Игорь Татаркин, 54 года, заведующий отделением анестезиологии и реанимации Курского противотуберкулезного диспансера, Курск
Доктор 15 лет возглавлял отделение анестезиологии и реаниматологии Курского противотуберкулезного диспансера. Его личная борьба с ковидом продолжалась почти две недели, последние дни они провел на аппарате ИВЛ.
— Игорь Геннадьевич был замечательным человеком и выдающимся врачом. До того как возглавить нашу службу анестезиологии и реанимации 10 лет работал реаниматологом. Поднял службу с нуля. Спасал безнадежно больных. Все знали, что если он взялся за пациента, для его спасения будет сделано все возможное и невозможное, — говорит о нем главный врач тубдиспансера Наталья Рачина.
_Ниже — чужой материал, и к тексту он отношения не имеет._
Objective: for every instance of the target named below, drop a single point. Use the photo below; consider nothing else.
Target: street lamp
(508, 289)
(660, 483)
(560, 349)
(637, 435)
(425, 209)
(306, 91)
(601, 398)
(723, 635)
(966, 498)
Мария Тышко, 30 лет, медицинская сестра, Госпиталь для ветеранов войн, Санкт-Петербург
Мария жила вместе с мамой-пенсионеркой. Судя по всему, девушка заразилась на работе. Ее лечили в госпитале, где она работала. Из-за тяжести симптомов Марию подключили к аппарату ИВЛ. Перед смертью Марии стало лучше — температура пришла в норму, родственники думали, что она пошла на поправку. Мать девушки также госпитализировали с пневмонией в эту же больницу. У нее заболевание протекало значительно легче. Сейчас она уже выписана из стационара.
Алексей Филиппов, 51 год, заведующий нейрохирургическим отделением, Александровская больница, Санкт-Петербург
Родился и жил в Якутске, а в Санкт-Петербург переехал около пятнадцати лет назад. Алексей выполнял сложные высокотехнологичные оперативные вмешательства по профилю «Нейрохирургия» при геморрагических инсультах, разрывах аневризм сосудов головного мозга, при опухолях центральной нервной системы.
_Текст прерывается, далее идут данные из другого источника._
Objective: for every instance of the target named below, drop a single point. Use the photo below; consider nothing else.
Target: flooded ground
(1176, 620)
31 марта больница, где работал Алексей, из-за вспышки коронавируса была закрыта на карантин. Среди врачей, которые оказались запертыми в учреждении вместе с пациентами, был и Алексей. Оттуда его с подтвержденным диагнозом доставили в питерскую Боткинскую больницу.
Владимир Фиошин, 67 лет, рентгенолог, Ульяновская область, Карсунский район, Карсунская ЦРБ
В поселке Карсун Ульяновской области не было ни одного жителя, кто не знал бы доктора Фиошина. В местной больнице он проработал 46 лет. Пришел туда сразу после окончания Саратовского мединститута. Сначала — педиатром, потом с головой ушел в рентгенологию. Когда в поселке появились больные ковидом, доктор принял весь удар на себя — всем с подозрением на пневмонию делал рентген.
Самого его спасти не смогли. Коллеги отмечают, что у доктора были сопутствующие заболевания, которые усугубили течение ковида. Заболели жена и младший сын врача. Как сообщает местная газета «73online.ru», губернатор Ульяновской области пообещал, что Карсунская районная больница теперь будет носить имя доктора Владимира Фиошина.
Татьяна Аванесян, 61 год, сестра-хозяйка, Городская больница Эжвинского района, Сыктывкар, Коми
В Эжвинской больнице она проработала больше 20 лет.
Мать двоих детей, свекровь, теща, бабушка четырех внуков, отличный специалист и коллега.
И многие другие врачи, медсестры и сотрудники больниц.